Pidamos al Señor que aumente nuestra fe para poder vivir en este planeta con mayor amor, dignidad, respeto y justicia.

Barrueco-y-Frassia

Desconozco quién o quienes asesoran a la máxima autoridad religiosa de la Iglesia Católica de Avellaneda – Lanús, pero se ha visto a Monseñor muy a gusto, sonriendo con personajes políticos que no llevan una vida conforme al catolicismo y así como un pastor debe hablar a su «rebaño» para mantener la fe en Dios y una conducta adecuada a la fe, es obligación de un sacerdote no hacer distinciones y recomendar incluso a los políticos respetar la fe que dicen profesar.

Es innegable que la Iglesia y muchas otras religiones han siempre tenido un estrecho lazo con el poder, sea este del tipo que sea, los sacerdotes han sido uno de los estratos de poder, pero hoy en día, los representantes de la Iglesia no deberían consentir cualquier cosa por no molestar el ánimo de políticos o funcionarios, el rol de la Iglesia y de sus sacerdotes es un rol social, no se puede predicar ignorando la realidad local, no se puede brindar un testimonio que ignore la realidad que viven los vecinos.

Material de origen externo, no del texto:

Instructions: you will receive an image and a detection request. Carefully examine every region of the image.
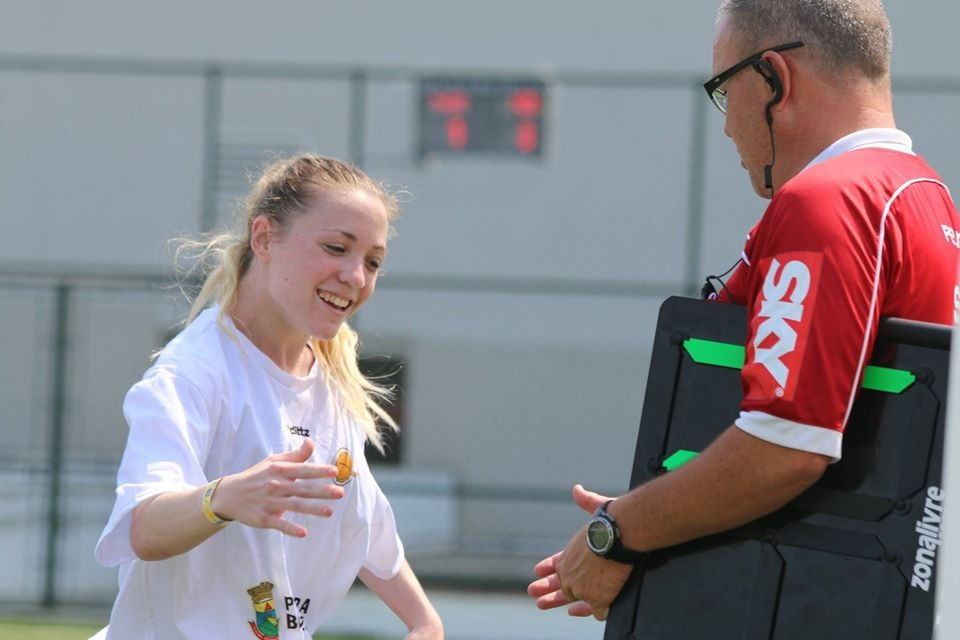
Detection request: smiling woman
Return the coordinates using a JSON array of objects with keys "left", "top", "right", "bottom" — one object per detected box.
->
[{"left": 90, "top": 155, "right": 443, "bottom": 640}]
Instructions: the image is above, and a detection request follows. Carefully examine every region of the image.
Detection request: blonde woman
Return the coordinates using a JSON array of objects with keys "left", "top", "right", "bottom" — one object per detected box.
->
[{"left": 96, "top": 155, "right": 443, "bottom": 640}]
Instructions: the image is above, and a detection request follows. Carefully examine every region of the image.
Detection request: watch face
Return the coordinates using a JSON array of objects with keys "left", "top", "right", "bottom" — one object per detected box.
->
[{"left": 587, "top": 519, "right": 613, "bottom": 555}]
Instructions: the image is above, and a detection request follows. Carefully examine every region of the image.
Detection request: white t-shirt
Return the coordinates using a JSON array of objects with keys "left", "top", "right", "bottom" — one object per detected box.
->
[{"left": 96, "top": 309, "right": 403, "bottom": 640}]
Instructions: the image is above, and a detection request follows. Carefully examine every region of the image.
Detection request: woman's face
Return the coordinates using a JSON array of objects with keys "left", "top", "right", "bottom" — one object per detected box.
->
[{"left": 265, "top": 187, "right": 389, "bottom": 340}]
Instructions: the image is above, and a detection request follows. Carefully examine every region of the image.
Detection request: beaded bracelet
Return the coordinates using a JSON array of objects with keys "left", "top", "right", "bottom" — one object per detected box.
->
[{"left": 203, "top": 477, "right": 233, "bottom": 527}]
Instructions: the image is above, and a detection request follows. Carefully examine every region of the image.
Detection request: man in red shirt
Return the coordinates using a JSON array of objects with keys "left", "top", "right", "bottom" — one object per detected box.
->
[{"left": 528, "top": 0, "right": 960, "bottom": 620}]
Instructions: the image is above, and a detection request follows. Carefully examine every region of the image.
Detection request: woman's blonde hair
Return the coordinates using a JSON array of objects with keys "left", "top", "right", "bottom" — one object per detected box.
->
[{"left": 177, "top": 154, "right": 399, "bottom": 452}]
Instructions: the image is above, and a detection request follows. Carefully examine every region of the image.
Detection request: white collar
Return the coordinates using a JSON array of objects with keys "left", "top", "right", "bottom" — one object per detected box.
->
[{"left": 804, "top": 129, "right": 916, "bottom": 169}]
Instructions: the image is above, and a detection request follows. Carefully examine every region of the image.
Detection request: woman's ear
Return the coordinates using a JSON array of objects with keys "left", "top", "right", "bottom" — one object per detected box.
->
[{"left": 250, "top": 216, "right": 273, "bottom": 261}]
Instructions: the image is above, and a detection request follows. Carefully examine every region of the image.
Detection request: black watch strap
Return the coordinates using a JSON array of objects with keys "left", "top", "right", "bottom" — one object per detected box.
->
[{"left": 594, "top": 500, "right": 647, "bottom": 564}]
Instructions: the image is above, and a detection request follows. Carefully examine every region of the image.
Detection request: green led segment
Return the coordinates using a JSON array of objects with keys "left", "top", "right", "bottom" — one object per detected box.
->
[
  {"left": 863, "top": 365, "right": 917, "bottom": 393},
  {"left": 683, "top": 338, "right": 746, "bottom": 369},
  {"left": 683, "top": 338, "right": 917, "bottom": 393},
  {"left": 663, "top": 449, "right": 697, "bottom": 471}
]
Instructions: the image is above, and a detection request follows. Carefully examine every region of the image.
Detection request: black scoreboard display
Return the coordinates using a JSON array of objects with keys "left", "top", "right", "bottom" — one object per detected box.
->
[{"left": 419, "top": 78, "right": 545, "bottom": 158}]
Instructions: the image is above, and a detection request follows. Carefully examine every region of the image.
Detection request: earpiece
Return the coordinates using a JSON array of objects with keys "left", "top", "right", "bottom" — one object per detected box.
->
[
  {"left": 751, "top": 58, "right": 783, "bottom": 196},
  {"left": 752, "top": 58, "right": 783, "bottom": 125}
]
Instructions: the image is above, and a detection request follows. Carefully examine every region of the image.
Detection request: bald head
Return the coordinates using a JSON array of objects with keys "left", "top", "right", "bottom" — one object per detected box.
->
[{"left": 717, "top": 0, "right": 892, "bottom": 85}]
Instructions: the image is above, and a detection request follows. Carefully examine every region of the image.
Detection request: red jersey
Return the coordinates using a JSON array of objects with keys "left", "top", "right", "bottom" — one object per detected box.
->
[{"left": 719, "top": 130, "right": 960, "bottom": 460}]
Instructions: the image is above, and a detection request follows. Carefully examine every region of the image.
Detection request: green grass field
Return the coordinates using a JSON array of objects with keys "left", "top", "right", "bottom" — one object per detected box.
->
[{"left": 0, "top": 620, "right": 374, "bottom": 640}]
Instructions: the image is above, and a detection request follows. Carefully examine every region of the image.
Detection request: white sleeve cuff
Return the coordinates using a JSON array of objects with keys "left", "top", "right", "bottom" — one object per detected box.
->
[{"left": 734, "top": 411, "right": 843, "bottom": 463}]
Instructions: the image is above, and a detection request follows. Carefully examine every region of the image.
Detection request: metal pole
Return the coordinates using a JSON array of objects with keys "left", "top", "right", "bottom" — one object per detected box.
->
[
  {"left": 43, "top": 284, "right": 70, "bottom": 607},
  {"left": 684, "top": 85, "right": 708, "bottom": 296}
]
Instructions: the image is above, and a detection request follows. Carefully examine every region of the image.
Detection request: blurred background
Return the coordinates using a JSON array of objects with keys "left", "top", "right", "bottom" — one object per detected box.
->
[{"left": 0, "top": 0, "right": 960, "bottom": 639}]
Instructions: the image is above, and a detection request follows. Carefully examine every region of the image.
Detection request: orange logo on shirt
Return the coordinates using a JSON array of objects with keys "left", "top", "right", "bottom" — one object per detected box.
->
[
  {"left": 247, "top": 581, "right": 280, "bottom": 640},
  {"left": 743, "top": 252, "right": 823, "bottom": 400},
  {"left": 333, "top": 448, "right": 357, "bottom": 486}
]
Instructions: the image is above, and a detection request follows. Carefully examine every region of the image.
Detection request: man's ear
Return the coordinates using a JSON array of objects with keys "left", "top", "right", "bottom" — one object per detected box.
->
[{"left": 250, "top": 216, "right": 274, "bottom": 261}]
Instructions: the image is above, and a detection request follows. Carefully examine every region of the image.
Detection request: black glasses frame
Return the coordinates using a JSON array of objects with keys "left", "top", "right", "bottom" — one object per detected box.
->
[{"left": 703, "top": 40, "right": 803, "bottom": 114}]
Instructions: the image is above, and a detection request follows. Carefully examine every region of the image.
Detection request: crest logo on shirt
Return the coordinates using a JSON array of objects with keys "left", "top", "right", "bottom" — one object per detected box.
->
[
  {"left": 247, "top": 581, "right": 280, "bottom": 640},
  {"left": 333, "top": 448, "right": 357, "bottom": 487},
  {"left": 744, "top": 252, "right": 822, "bottom": 400}
]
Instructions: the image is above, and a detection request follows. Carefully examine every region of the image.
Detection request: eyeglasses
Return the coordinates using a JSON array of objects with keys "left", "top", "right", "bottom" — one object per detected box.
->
[{"left": 703, "top": 41, "right": 803, "bottom": 113}]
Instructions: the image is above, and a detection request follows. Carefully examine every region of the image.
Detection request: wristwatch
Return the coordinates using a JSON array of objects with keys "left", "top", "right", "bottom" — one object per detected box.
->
[{"left": 587, "top": 500, "right": 647, "bottom": 564}]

En las puertas mismas de la Catedral de Avellaneda la juventud pierde la inocencia, se vende y se consumen drogas, se cometen otros delitos y los niños, esos privilegiados por Jesús, son testigos de escenas que no deberían ser habituales, la ineficacia política y la falta de reclamo social, han llevado a que la Plaza Alsina desde hace ya años haya dejado de ser un lugar para disfrutar en familia, los vecinos se han acostumbrado a «esquivar» todo, no se puede predicar la verdad de Dios sin atender las necesidades de los fieles.